For this lab, I wanted to focus on an issue that relates to K-12 students both in and outside of the classroom and which also connects to my interest in data literacy and analysis. I began reading about issues arising from children and young adults’ social media and internet usage and landed on the Pew Research Center’s archive of surveys, one of which is the 2018 Tech and Teens survey. The survey covered 743 teenagers, ages 13-17, across the United States, and was repeated in 2022 (though the full 2022 data has yet to be released on Pew’s site). Reading through the top-line findings and several of Pew’s follow-up articles analyzing this and other datasets, I learned that though teens in 2018 were generally positive about social media, they were also frequently experiencing challenges such as bullying and different forms of privacy invasion. They also seemed to voice similar worries to adults about their device usage and about leaders moderating or addressing negative experiences online (Anderson & Jiang, 2020 and Pew, 2018). Some of this data Pew has developed and visualized in charts and graphs already, but since the survey was so lengthy, I was hoping to pull out some different and specific insights from the responses using several of Tableau’s visualization tools.
I downloaded a few different dataset folders from Pew’s “Tools and Resources” pages. After reviewing their top-line data and their methodologies, I narrowed my focus down to the Tech and Teens 2018 dataset. To fully translate and clean their data, which was in SPSS file format, I transformed this file into a data frame in R, then exported the underlying dataset that I created as a .csv file. I then cleaned the data further in Microsoft Excel before re-uploading the Excel file into Google Drive. From there, I connected Tableau Desktop to my Google Drive to query this spreadsheet and build my visualization. I both published and exported my visualizations via Tableau Desktop and Tableau Public.
As I was researching datasets to use from Pew, I discovered that the coding for much of their demographic data was missing from their CSVs, and realized this was probably in their original SPSS files. This forced me to go into R to translate and export the full data frames so I could save, understand, and clean the data. In Excel, I changed all the variable names to more explicitly describe the survey question they related to, removed columns with extraneous information or questions I wasn’t going to focus on, cleaned up formatting inconsistencies such as responses in all-caps and a range that had been read in as a date. Once cleaned, I uploaded this to Google Drive and connected it to Tableau.

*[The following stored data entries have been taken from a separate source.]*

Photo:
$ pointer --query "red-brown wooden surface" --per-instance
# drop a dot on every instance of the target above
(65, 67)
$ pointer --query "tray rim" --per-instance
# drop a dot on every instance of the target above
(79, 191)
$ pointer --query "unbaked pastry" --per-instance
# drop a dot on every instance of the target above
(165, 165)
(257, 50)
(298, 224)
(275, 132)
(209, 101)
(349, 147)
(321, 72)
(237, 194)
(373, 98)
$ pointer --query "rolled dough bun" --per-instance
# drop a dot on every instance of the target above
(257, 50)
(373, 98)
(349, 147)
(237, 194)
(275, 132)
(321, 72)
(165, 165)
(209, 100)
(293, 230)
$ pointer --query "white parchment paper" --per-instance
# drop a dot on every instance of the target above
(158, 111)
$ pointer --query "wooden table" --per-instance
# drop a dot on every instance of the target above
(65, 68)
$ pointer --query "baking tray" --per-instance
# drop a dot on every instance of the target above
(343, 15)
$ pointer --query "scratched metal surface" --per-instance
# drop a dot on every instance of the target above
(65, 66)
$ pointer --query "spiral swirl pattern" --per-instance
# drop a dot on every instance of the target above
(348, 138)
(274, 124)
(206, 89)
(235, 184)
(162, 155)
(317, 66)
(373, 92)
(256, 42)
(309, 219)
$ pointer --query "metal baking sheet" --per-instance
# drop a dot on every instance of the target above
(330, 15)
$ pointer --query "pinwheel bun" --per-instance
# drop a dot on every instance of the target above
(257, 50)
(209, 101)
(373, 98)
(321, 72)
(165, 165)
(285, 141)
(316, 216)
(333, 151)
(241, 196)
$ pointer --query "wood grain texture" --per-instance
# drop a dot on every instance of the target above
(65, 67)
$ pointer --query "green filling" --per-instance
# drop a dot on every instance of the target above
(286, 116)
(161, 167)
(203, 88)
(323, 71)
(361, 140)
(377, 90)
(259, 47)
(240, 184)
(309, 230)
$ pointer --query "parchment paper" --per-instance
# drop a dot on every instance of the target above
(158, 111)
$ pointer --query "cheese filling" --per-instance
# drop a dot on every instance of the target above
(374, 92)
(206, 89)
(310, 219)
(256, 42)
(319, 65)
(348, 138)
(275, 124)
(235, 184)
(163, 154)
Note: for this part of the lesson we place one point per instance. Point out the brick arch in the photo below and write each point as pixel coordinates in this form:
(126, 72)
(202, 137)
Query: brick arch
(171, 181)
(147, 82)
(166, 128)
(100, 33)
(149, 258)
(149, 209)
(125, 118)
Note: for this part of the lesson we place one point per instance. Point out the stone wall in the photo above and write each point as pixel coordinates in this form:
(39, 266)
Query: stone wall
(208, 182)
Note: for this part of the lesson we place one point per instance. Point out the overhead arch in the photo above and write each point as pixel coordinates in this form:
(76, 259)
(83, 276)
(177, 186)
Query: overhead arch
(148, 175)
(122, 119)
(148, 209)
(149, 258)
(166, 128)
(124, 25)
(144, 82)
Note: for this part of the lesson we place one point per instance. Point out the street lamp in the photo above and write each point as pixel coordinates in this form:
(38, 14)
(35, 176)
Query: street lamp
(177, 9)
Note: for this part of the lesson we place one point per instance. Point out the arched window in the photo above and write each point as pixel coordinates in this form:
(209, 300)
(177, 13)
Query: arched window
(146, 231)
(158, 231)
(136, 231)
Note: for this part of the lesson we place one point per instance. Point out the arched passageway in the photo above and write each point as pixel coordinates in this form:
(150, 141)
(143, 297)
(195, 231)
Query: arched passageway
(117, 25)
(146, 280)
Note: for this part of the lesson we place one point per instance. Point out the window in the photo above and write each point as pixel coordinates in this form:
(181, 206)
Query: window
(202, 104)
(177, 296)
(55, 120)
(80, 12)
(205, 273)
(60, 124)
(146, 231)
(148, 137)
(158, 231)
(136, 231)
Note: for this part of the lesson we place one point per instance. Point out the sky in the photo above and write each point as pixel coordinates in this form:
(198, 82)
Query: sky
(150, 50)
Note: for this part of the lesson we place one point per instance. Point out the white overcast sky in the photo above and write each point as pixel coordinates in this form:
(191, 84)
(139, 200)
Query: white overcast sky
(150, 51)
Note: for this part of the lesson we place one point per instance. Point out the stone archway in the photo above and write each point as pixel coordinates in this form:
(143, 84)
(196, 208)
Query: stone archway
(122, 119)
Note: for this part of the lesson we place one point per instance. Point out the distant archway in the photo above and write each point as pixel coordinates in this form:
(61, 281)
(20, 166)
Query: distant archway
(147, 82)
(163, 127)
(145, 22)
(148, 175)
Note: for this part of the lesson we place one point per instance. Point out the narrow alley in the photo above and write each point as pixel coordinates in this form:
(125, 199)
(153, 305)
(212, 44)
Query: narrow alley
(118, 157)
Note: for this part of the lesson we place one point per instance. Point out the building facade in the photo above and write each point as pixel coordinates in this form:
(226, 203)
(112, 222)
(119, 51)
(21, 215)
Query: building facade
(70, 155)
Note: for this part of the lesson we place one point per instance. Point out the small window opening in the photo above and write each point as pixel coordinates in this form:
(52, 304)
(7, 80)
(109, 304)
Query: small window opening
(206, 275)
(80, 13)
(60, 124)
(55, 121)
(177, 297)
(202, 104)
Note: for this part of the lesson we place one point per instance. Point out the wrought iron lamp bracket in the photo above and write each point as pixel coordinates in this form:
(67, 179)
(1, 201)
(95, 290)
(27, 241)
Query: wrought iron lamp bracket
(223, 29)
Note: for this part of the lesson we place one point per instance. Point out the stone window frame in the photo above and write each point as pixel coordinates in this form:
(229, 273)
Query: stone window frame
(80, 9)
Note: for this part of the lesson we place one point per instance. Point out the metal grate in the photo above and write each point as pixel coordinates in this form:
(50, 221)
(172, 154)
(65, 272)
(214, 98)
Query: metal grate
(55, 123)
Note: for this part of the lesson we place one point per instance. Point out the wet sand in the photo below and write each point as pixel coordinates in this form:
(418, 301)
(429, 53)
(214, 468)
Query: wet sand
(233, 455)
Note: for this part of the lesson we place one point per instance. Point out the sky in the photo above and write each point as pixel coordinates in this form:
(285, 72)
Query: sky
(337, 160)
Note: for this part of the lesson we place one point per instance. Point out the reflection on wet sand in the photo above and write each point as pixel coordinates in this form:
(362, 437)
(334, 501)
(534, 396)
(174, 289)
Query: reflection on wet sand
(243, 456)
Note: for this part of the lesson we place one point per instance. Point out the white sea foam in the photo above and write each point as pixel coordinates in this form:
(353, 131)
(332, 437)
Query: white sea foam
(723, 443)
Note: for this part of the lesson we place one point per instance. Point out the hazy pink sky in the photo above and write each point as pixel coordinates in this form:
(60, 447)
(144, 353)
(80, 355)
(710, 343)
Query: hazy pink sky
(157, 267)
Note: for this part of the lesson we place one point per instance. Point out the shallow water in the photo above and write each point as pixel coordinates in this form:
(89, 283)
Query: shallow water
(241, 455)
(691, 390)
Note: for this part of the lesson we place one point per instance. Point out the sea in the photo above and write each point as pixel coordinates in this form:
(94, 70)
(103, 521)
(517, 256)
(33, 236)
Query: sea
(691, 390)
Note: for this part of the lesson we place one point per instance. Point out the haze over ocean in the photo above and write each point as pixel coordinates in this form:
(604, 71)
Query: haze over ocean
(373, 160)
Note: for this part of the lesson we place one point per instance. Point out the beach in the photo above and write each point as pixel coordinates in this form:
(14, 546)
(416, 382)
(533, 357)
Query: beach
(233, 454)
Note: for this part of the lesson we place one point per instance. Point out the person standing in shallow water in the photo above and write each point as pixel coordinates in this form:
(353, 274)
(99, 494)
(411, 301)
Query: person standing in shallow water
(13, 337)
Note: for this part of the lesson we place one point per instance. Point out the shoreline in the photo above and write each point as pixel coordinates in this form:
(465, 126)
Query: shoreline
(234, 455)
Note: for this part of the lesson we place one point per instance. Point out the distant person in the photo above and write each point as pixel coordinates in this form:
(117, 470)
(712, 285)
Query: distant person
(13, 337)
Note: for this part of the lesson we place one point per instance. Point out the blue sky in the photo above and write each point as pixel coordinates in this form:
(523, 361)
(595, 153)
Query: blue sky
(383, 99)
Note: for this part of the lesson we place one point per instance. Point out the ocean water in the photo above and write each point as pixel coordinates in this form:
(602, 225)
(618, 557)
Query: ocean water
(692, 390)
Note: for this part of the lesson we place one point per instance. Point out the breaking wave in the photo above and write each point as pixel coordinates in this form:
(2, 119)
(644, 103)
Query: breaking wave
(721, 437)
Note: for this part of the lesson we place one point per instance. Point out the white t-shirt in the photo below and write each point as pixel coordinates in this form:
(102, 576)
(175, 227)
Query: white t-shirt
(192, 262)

In Tableau, I used aggregation and normalization to represent the variables in new ways. I calculated percentages instead of raw scores in pie chart form to show various demographic data such as race/ethnicity. I also grouped data, such as income levels, into brackets that were more easily divided and understood (reducing the overall slices from over ten brackets in the original dataset to five). Occasionally, if there were under five respondents who skipped a question entirely, and the sample size was in the hundreds still, I excluded skips in order to more clearly visualize the data. I chose colors to reflect certain cultural connotations; for instance, a green-gold scale to show income brackets and red-orange to highlight negative or “dangerous” issues.
I decided to focus on some key explanatory charts and tables in one Tableau story. I displayed charts and graphs answering these three questions: How do teenagers use social media? And how does it make them feel in general? What are they most concerned about online?

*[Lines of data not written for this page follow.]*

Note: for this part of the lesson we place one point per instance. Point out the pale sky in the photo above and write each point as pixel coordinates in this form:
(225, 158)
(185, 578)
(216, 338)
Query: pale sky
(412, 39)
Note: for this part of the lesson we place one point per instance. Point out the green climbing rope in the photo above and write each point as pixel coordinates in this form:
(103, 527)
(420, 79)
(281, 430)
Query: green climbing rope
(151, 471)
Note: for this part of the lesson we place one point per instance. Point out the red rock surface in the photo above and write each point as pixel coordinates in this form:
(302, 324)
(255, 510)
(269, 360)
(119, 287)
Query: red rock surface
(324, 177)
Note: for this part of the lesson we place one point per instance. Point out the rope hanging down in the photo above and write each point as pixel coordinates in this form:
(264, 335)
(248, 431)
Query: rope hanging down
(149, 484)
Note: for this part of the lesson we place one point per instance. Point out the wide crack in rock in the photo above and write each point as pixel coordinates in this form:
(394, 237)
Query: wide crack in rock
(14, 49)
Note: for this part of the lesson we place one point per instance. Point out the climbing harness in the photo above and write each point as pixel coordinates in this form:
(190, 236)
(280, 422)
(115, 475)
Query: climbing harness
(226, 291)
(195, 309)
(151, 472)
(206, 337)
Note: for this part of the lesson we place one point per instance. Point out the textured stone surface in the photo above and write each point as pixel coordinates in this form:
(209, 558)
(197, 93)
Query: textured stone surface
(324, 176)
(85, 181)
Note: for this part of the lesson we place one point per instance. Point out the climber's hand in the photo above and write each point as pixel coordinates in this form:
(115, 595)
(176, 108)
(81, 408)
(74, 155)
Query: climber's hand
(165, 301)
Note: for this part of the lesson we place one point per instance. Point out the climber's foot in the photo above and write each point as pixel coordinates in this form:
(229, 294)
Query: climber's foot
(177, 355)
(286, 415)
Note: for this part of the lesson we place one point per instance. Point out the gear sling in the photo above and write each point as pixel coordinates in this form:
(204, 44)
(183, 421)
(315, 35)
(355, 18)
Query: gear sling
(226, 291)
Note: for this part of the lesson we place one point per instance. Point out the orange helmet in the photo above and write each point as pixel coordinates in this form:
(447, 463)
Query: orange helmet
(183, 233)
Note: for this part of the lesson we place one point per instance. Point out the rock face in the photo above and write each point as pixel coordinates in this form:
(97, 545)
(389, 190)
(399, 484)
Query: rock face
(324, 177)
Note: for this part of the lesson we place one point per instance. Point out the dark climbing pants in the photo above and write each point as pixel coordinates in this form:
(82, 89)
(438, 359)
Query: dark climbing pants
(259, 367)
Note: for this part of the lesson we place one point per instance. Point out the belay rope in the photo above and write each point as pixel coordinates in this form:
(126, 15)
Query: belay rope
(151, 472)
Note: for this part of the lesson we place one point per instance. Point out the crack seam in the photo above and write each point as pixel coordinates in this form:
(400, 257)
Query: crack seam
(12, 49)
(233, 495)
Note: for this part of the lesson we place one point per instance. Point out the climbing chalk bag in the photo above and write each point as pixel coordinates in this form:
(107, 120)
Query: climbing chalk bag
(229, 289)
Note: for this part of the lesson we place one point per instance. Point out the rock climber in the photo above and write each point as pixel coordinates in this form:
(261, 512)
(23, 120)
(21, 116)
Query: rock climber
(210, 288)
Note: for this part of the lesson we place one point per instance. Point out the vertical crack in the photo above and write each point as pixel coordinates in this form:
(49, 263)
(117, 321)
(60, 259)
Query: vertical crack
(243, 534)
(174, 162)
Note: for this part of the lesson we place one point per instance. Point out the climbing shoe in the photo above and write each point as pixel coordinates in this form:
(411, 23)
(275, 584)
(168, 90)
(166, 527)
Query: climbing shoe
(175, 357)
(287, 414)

I created some introductory graphs in the first two parts of the Tableau story, highlighting first in side-by-side graphs the differences in social media use by gender, and then in a dashboard a couple of the major feelings that came up around teens’ own perspectives of their internet and social media use. I then created another dashboard to drill down on a major concern that was highlighted online: bullying.
In drilling down into the bullying issue, I represented the data a few ways: Firstly, through a heat map colored in a gradation of red-orange showing that across ages, teens agreed that bullying was a “Major problem.” I also represented this data in a cross-tab to give another numerical representation of the same data. Next, I decided to see if there was a correlation between age and opinions around bullying being a Major, Minor or No problem. To do this, I used the Analytics tab to drag a Trend Line over the data that was already measuring the total number of respondents in each opinion category as related to their age. Once I was able to see the various trend lines organized by opinion, I could view the linear function of each as well as the strength of the line via the r-squared and p-values for each category.

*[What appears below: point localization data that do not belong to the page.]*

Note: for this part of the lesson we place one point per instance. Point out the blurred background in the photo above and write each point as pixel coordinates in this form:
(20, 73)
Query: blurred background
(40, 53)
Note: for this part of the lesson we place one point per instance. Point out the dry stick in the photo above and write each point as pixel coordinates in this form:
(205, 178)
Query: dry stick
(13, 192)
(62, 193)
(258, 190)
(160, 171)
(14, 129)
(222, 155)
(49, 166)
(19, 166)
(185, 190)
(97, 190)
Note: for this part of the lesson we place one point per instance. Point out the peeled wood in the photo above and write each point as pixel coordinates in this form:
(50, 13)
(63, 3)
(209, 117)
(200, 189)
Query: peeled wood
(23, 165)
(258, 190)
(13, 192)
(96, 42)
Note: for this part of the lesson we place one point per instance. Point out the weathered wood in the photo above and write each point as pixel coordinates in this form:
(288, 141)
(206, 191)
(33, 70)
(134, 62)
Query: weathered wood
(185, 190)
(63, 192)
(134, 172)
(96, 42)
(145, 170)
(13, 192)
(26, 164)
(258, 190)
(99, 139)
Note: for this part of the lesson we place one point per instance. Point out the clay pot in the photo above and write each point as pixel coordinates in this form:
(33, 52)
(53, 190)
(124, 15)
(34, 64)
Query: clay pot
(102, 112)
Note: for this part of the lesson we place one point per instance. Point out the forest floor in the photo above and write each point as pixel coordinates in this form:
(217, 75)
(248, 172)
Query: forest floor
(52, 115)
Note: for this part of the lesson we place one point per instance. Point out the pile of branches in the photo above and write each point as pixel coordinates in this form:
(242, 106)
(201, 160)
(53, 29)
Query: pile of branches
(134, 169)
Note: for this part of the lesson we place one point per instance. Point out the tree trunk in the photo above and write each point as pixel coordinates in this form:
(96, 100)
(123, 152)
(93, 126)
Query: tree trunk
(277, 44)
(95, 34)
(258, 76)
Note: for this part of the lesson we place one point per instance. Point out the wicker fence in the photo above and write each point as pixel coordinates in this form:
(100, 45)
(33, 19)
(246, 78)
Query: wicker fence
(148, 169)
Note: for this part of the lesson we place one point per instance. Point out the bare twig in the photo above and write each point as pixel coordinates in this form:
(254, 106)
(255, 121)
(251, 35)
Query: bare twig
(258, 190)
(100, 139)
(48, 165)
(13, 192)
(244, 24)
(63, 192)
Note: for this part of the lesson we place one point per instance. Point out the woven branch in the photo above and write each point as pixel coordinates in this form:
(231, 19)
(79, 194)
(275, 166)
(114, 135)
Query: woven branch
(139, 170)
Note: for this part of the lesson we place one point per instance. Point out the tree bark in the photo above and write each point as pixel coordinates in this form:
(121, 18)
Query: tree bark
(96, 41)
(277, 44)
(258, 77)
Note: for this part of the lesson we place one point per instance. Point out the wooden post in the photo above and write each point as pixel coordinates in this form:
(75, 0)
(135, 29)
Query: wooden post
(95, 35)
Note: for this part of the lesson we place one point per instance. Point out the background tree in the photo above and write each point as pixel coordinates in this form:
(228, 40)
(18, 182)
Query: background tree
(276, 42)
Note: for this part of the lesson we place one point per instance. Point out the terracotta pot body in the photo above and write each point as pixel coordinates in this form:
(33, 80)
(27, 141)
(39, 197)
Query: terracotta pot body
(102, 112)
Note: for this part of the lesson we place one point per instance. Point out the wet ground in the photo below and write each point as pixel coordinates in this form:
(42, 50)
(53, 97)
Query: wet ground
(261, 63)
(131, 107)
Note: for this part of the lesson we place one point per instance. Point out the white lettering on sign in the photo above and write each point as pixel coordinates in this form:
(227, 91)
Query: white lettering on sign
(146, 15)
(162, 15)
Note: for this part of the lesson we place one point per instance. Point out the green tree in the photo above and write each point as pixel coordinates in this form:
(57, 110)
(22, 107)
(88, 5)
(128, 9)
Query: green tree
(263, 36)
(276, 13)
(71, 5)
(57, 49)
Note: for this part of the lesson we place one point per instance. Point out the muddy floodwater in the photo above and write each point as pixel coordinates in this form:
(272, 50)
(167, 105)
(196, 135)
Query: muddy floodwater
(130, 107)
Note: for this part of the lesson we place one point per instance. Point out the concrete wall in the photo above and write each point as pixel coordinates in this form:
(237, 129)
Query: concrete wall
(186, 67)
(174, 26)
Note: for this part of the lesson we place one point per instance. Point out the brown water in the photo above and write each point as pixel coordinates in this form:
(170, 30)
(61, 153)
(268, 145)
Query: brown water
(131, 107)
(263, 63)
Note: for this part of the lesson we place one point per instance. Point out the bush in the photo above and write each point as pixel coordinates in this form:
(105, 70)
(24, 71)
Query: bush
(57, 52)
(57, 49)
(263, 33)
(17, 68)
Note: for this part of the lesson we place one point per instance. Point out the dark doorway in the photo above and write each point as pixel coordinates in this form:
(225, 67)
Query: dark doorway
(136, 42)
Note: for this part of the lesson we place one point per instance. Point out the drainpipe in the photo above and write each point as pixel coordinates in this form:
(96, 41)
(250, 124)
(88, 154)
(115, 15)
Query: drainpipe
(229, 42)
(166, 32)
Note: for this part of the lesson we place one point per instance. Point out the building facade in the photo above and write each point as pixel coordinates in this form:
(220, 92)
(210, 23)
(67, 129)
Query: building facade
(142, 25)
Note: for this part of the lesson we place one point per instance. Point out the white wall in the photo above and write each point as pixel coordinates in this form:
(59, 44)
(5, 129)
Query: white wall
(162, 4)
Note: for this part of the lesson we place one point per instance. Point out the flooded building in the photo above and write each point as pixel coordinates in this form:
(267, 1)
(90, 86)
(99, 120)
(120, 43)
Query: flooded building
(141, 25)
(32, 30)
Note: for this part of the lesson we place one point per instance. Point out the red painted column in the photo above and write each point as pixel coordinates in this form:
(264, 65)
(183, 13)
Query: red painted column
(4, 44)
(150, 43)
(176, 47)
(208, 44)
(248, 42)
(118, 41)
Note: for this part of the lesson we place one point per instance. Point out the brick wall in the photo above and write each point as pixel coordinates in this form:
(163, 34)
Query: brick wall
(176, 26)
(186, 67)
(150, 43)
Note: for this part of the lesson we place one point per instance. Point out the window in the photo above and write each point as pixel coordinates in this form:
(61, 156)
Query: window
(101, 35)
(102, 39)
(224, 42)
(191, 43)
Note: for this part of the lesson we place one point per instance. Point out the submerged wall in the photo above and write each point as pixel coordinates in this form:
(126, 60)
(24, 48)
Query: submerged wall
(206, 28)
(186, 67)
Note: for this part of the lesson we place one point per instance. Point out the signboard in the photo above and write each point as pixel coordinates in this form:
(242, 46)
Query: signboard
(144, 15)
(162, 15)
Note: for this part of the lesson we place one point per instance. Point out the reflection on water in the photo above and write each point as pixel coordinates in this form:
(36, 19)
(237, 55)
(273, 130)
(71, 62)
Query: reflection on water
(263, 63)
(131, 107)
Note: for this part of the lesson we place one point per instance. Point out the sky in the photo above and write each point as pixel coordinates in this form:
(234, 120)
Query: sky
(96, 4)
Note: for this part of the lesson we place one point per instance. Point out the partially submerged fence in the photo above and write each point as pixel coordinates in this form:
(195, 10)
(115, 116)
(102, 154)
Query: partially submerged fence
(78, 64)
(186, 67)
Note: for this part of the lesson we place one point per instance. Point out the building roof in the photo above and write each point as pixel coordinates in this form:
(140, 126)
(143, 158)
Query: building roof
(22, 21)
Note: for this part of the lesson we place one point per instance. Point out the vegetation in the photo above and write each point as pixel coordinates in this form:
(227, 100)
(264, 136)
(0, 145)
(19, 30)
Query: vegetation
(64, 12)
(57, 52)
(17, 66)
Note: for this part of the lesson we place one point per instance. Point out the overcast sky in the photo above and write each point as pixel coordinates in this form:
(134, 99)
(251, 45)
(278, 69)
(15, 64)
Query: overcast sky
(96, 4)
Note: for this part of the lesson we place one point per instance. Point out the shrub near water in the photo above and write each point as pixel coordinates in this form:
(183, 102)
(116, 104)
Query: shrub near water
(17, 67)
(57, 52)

Results and Interpretation
How do teenagers use social media?***
Note the differences between male and female social media tools preferred.
***This data is from 2018, so it will be interesting to re-survey in 2022 and see what’s changed, and if there are still differences across gender lines. We already know that TikTok is by far the most popular social media platform now (Pew, 2022).
And how does it make them feel in general?
Note the overall positive feelings, though there are several negative ones that included a) female respondents thinking that they spent “Too Much Time” on the internet at a higher rate than males and b) a still sizable chunk of all respondents feeling overwhelmed by drama on social media.
What are they most concerned about online?
Since bullying appeared to be the first point of agreement between respondents, I decided to focus on this issue in a few ways. One thing that became fairly clear was a surprise to me: in this particular dataset, the higher the age of the teenager, the less they appeared to think bullying was a problem. I had hypothesized that as kids aged, they would experience more challenges like bullying behavior online, or at least hear more about it from others. It’s worth mentioning that the p-values are on the higher side and the correlations are not particularly striking here, so this wasn’t a very successful experiment.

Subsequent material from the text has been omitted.